Hospital Fired Employee for Accepting its Offer of a Brief Leave of Absence After Cancer Treatment, Federal Agency Charged
OKLAHOMA CITY, Okla. - Midwest Regional Medical Center, an acute care hospital and for-profit Oklahoma limited liability corporation, violated federal law by firing an employee because of her cancer and cancer treatment, the U.S. Equal Employment Opportunity Commission (EEOC) charged in a lawsuit it filed today.
According to the EEOC's suit, Janice Withers was hired by Midwest Regional Medical Center on Oct. 3, 2011, as a nurse aide. In late December 2011, Withers advised her supervisor, Registered Nurse Susan Milan, that she had recently been diagnosed with cancer and would undergo radiation treatment during the period January through February 2012. At that time, Milan offered Withers a leave of absence, but Withers indicated she wanted to try and work during the treatment. Milan advised Withers that her cancer and treatment would not be a problem and would not affect her employment.
Withers concluded radiation treatment, but called in sick because of nausea and fatigue, the residual side effects of this treatment, on March 2 through March 4, 2012. On March 5, Milan contacted Withers by telephone and advised that she was placing her on a further leave of absence until March 12, telling her to "get rested up from the radiation." Milan sent Withers a letter, dated March 5, memorializing that she had been placed on a leave of absence until March 12. The letter provided that Withers was expected to obtain an unrestricted release to work, and return to work no later than March 12.
However, on March 12, Milan told Withers that she was discharged as of March 9 for "no call/no show." The EEOC said that Withers could have returned to work on March 12 and performed her essential job functions with or without reasonable accommodation had she been permitted to do so by her employer.

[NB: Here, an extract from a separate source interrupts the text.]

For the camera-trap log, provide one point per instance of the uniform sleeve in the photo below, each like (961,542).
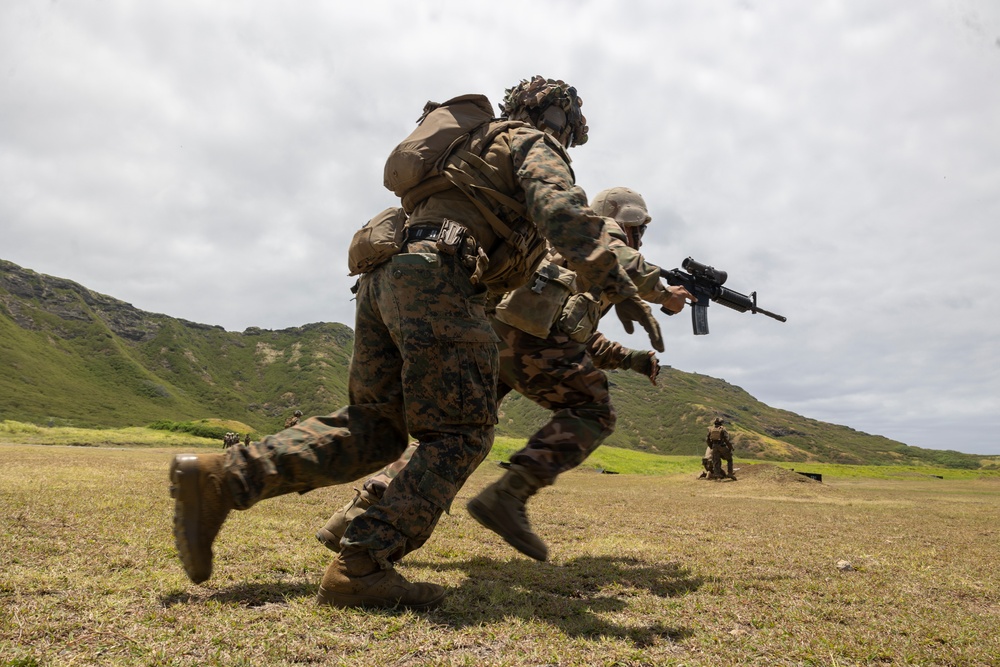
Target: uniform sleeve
(605,353)
(559,208)
(644,275)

Such alleged conduct violates the Americans with Disabilities Act of 1990. The EEOC filed its lawsuit in U.S. District Court for the Western District of Oklahoma (EEOC v. Midwest Regional Medical Center, Civil Case No.: CIV-13-789-M) after first attempting to reach a pre-litigation settlement through its conciliation process. The EEOC's suit seeks back pay, compensatory and punitive damages and reinstatement or front pay for Withers, as well as injunctive relief, including a court order prohibiting Midwest Regional Medical Center from any further discrimination against employees because of their disability.
"The ADA has long prohibited a private employer from discriminating against applicants or employees because of their disability," said Barbara A. Seely, regional attorney of the EEOC's St. Louis District Office. "Instead of simply solving this situation, which it easily could have done, the hospital chose to violate established civil rights of disabled employees. Through this litigation, we hope that this employer will come to better understand and assume its obligations under the law."
The EEOC is responsible for enforcing federal laws against employment discrimination. Further information is available at www.eeoc.gov.